A set of solutions are being developed by the Uppsala Security within the Sentinel Protocol project, which consists of a large blockchain-based database containing information about the latest threats.
The Threat Reputation Database
The aforementioned blockchain-based Threat Reputation Database (TRDB) contains whitelists of safe URLs, wallet addresses, and other indicators, as well as blacklists of malicious URLs, known phishing scams, and cryptocurrency wallets verified to be involved with criminal activity.
Imagine that before you transact with a wallet address, you can check this address against the TRDB to see if it has been blacklisted due to illegal activity. If it has, then you simply can decline to proceed with the transaction. If it hasn’t, then you can proceed with peace of mind. A tool developed by Uppsala Security allows you to do exactly that. It is called UPPward, and it can be installed as a Chrome or Firefox browser extension free of charge.
The Crypto Analysis Transaction Visualization Tool
Another solution aimed toward law enforcement agencies helps them track digital funds going into and out of a particular wallet of interest. Criminals can no longer cover their tracks using mixers and tumblers because the Crypto Analysis Transaction Visualization (CATV) tool can follow all the “hops” these tokens undertake to reach their final destination all the way from its original source. This can help speed up investigations that previously had gotten bogged down in attempting to catch criminals cashing out stolen cryptocurrencies.
The Crypto Analysis Risk Assessment Tool
An upcoming new product is the Crypto Analysis Risk Assessment (CARA) tool.

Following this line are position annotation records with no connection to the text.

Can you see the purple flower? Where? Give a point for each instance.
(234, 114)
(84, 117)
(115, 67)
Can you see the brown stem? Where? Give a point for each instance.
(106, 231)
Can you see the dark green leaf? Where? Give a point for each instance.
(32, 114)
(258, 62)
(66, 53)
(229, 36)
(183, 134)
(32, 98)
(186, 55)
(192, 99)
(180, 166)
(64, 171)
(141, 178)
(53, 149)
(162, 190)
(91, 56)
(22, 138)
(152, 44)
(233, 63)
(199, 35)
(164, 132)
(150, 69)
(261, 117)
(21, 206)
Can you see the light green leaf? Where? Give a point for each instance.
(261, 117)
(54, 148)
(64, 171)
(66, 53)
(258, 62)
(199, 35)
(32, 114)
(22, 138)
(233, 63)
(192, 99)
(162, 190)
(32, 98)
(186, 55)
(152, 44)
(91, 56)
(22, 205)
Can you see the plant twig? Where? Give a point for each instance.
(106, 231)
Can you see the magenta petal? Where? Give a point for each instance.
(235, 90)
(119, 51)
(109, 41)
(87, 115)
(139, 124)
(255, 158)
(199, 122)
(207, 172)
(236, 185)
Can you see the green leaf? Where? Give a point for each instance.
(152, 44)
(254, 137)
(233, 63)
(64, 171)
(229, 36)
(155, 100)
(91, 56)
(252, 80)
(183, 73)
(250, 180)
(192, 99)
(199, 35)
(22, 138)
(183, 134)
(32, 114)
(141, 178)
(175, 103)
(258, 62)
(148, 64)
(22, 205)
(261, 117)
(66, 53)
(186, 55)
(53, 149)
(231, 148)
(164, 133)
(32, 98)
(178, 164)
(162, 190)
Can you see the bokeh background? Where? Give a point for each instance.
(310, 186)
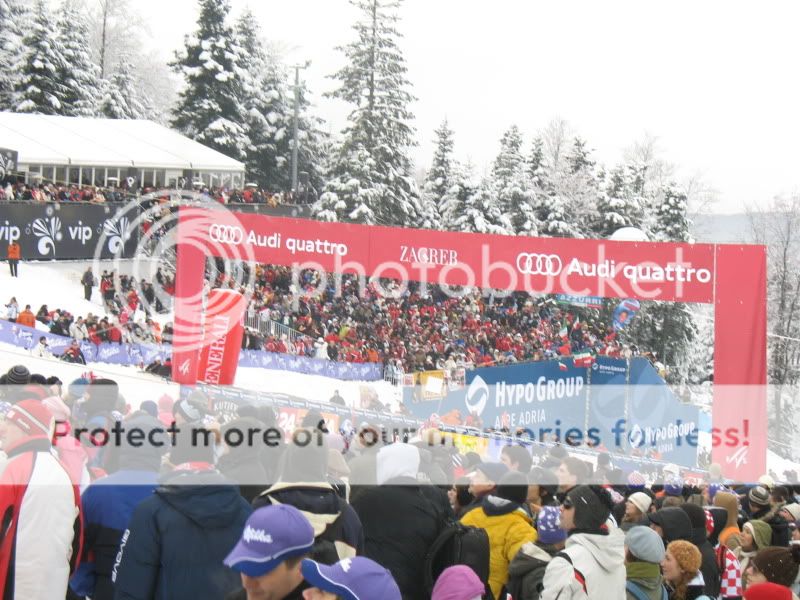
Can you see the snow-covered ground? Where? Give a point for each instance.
(57, 284)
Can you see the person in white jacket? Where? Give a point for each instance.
(78, 331)
(592, 564)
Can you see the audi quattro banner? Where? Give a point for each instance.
(682, 272)
(68, 231)
(707, 273)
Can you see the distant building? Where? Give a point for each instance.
(107, 152)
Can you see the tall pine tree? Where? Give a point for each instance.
(439, 179)
(79, 73)
(39, 88)
(515, 194)
(121, 99)
(209, 106)
(372, 178)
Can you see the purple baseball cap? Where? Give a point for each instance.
(548, 524)
(271, 535)
(355, 578)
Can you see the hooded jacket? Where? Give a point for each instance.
(526, 571)
(508, 527)
(177, 539)
(730, 534)
(41, 528)
(401, 520)
(698, 537)
(647, 577)
(600, 558)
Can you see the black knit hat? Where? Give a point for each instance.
(18, 375)
(513, 486)
(592, 506)
(779, 565)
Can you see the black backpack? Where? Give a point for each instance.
(458, 544)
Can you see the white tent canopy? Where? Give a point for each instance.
(79, 141)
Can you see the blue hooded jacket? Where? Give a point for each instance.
(177, 539)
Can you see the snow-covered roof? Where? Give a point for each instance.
(51, 140)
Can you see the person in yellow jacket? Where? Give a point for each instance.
(506, 523)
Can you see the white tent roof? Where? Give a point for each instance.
(79, 141)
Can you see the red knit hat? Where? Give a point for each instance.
(767, 591)
(32, 417)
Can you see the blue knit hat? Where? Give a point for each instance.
(549, 526)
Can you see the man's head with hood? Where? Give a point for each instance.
(395, 461)
(586, 509)
(671, 524)
(101, 397)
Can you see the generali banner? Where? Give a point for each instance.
(682, 272)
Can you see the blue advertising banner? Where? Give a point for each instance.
(658, 424)
(547, 398)
(607, 394)
(144, 354)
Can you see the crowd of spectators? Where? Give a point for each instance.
(417, 332)
(204, 515)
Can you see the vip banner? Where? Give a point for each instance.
(223, 337)
(311, 366)
(68, 231)
(143, 354)
(578, 406)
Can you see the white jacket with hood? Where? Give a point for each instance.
(601, 560)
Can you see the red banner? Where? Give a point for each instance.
(731, 277)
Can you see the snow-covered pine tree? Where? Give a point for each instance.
(463, 186)
(372, 179)
(39, 88)
(482, 213)
(10, 48)
(121, 99)
(209, 106)
(668, 328)
(439, 179)
(672, 219)
(617, 205)
(79, 73)
(265, 107)
(515, 194)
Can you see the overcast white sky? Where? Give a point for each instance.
(717, 82)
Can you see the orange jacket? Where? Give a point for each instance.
(26, 318)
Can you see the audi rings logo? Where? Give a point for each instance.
(226, 234)
(539, 264)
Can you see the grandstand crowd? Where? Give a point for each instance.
(419, 331)
(218, 519)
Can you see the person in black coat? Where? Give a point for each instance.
(178, 538)
(699, 538)
(242, 462)
(402, 518)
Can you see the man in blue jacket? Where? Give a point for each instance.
(108, 504)
(177, 539)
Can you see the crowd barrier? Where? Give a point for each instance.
(143, 354)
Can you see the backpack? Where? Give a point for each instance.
(458, 544)
(578, 575)
(639, 594)
(324, 550)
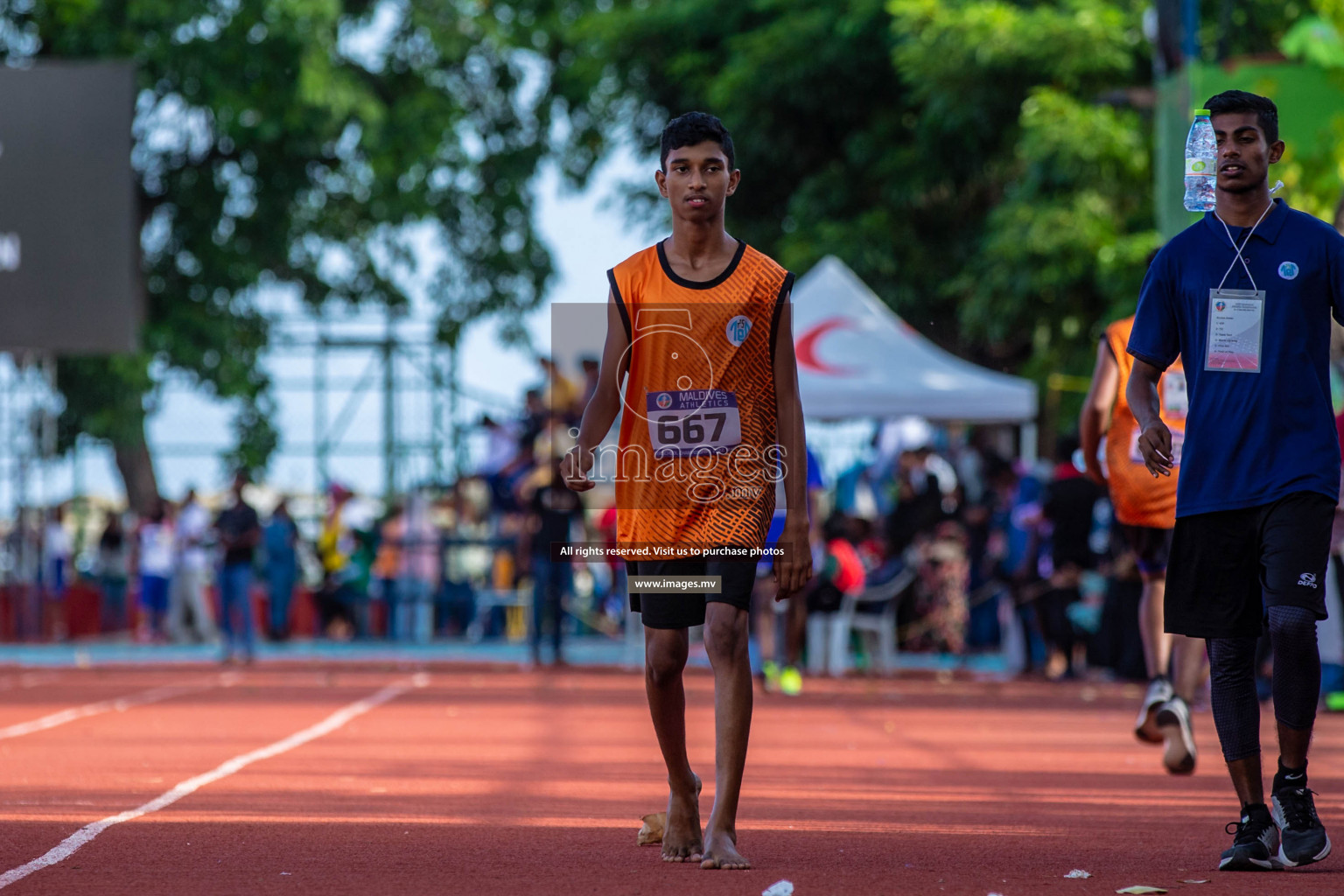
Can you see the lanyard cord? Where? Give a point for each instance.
(1238, 248)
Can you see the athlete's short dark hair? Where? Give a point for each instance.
(695, 128)
(1234, 101)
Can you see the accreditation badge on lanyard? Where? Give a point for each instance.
(1236, 329)
(1236, 318)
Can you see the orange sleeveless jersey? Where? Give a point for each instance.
(1140, 499)
(697, 430)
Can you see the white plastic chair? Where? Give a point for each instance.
(875, 626)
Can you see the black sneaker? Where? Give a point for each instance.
(1175, 724)
(1254, 841)
(1304, 836)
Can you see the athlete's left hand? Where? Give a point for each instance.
(794, 570)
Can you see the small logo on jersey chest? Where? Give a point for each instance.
(738, 329)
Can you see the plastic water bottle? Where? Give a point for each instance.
(1200, 164)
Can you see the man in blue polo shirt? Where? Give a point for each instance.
(1245, 298)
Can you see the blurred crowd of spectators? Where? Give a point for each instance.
(993, 554)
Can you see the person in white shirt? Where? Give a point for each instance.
(155, 562)
(190, 614)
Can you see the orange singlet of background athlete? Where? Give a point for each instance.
(1140, 499)
(689, 336)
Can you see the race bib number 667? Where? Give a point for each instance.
(694, 422)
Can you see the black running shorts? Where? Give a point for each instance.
(1151, 544)
(686, 610)
(1226, 567)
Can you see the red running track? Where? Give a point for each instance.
(492, 782)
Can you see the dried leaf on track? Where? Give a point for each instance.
(651, 833)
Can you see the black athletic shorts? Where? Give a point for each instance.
(686, 610)
(1228, 566)
(1151, 544)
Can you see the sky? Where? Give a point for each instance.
(586, 234)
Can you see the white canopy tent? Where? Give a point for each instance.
(858, 359)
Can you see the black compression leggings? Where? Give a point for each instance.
(1298, 682)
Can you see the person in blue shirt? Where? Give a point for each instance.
(1245, 298)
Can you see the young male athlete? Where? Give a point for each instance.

Since no identities are associated with crypto addresses, the CARA will help profile these addresses and assign them risk scores based on learned behaviors of both law-abiding crypto users and cybercriminals. CARA uses machine learning algorithms to gather information about the behavioral patterns of criminals while they make crypto transactions. Therefore, CARA will help other crypto users determine the risk level of transacting with a particular wallet address before actually executing the transaction.
With CARA being integrated into Sentinel Protocol, relationships between origin and destination wallet addresses can be mapped out throughout the crypto-verse, providing helpful risk assessment information associated with each wallet address.